The only thing I know about this guy is that he created Cthulhu... :mellow:


Funny you mentioned this ( :lol: ), a lot of people (particularly fans of his work) heard rumors that Lovecraft actually believed in Cthulhu; he even had "nightmares" about it hence he wrote them down.

However, he was very aware that he was writing fiction. He even had a sense of humor about how outlandish the world he imagined was. If only certain of his readers could also figure out that he wrote fiction and stop claiming to have read/seen the "Real" Necronomicon.

I've never heard of him, what has he written?


Where to start, Jade? :P

I always recommend these 3 books for beginners:

The Thing on the Doorstep and Other Weird Stories

The Call of Cthulhu and Other Weird Stories

The Dreams in the Witch House and Other Weird Stories

That's like 1300+ pages of Lovecraft. And the print's real small, too. It's a great way have almost all of Lovecraft's mature work, including the three novels. If you just want a little, any of these volumes will do you.

For those entirely unfamiliar with Lovecraft, this collection serves the additional purpose of explaining why one should read this enigmatic author. Put simply, Lovecraft's merit lies as much in the ideas behind his stories as their actual execution. In fact there are many who argue (with some merit) that Lovecraft wasn't much of an author. He routinely uses far too many words to make his point, an error compounded by his tendency to repeat himself, and many of his plot lines border on self satire.

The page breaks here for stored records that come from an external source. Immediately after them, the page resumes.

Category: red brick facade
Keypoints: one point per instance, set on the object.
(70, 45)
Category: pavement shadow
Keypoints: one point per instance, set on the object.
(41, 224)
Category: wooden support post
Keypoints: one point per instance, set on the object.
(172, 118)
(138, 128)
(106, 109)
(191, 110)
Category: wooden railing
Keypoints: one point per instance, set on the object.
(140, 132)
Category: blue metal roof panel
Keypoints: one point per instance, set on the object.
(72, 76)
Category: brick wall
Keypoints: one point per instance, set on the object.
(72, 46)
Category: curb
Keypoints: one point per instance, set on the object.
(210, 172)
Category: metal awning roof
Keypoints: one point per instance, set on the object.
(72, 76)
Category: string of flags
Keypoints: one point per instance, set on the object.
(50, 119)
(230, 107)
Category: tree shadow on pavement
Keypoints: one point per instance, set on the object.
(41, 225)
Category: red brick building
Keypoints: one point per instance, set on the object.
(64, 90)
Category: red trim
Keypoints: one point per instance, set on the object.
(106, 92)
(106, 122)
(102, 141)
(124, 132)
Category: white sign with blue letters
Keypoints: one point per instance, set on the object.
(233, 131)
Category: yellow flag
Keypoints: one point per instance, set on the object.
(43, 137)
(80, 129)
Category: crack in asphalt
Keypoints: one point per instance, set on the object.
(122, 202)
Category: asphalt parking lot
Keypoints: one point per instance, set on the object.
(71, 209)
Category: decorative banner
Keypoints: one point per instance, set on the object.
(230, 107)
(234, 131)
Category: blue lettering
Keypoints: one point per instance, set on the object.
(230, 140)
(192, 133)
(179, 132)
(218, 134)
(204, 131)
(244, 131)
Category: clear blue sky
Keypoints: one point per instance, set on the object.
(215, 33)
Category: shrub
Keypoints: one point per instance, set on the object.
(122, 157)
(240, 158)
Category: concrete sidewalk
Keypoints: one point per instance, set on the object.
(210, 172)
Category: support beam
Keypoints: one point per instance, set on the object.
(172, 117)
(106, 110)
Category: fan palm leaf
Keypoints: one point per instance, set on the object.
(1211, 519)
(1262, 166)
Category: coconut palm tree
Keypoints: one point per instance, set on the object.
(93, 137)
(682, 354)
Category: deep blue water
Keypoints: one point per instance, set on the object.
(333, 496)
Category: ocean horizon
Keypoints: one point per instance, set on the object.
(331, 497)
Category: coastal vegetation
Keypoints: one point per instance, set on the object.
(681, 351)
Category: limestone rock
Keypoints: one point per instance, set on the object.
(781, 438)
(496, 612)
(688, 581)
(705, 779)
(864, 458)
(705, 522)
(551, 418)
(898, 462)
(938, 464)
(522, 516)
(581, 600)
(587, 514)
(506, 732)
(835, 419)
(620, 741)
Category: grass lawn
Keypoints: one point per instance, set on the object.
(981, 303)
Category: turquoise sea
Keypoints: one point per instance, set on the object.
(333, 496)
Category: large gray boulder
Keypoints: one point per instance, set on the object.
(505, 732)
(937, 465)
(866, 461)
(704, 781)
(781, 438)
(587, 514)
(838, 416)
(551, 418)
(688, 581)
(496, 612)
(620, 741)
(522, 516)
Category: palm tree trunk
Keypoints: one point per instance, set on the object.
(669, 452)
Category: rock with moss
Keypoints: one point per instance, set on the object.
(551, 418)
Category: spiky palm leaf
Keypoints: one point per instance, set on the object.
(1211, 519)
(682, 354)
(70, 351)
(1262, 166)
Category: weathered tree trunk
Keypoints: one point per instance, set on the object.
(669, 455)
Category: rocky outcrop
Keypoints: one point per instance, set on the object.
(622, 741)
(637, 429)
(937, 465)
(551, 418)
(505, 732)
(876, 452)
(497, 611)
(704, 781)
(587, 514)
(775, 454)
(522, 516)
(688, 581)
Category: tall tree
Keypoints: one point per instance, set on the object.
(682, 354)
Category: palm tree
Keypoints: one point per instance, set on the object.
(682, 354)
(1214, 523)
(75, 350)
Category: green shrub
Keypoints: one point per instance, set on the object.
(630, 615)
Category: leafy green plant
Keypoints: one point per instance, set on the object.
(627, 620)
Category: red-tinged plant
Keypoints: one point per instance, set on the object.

Nonetheless, he is revered because he reshaped the face of modern horror/fantasy. He removes man from the focal point of all previous storytelling, and finds horror in our insignificance. He creates a mythology (perhaps best personified in Cthulhu) in which beings both vastly older and infinitely more powerful than humans have lived and fought over untold eons. It is their complete indifference and capriciousness the mankind that inspires horror.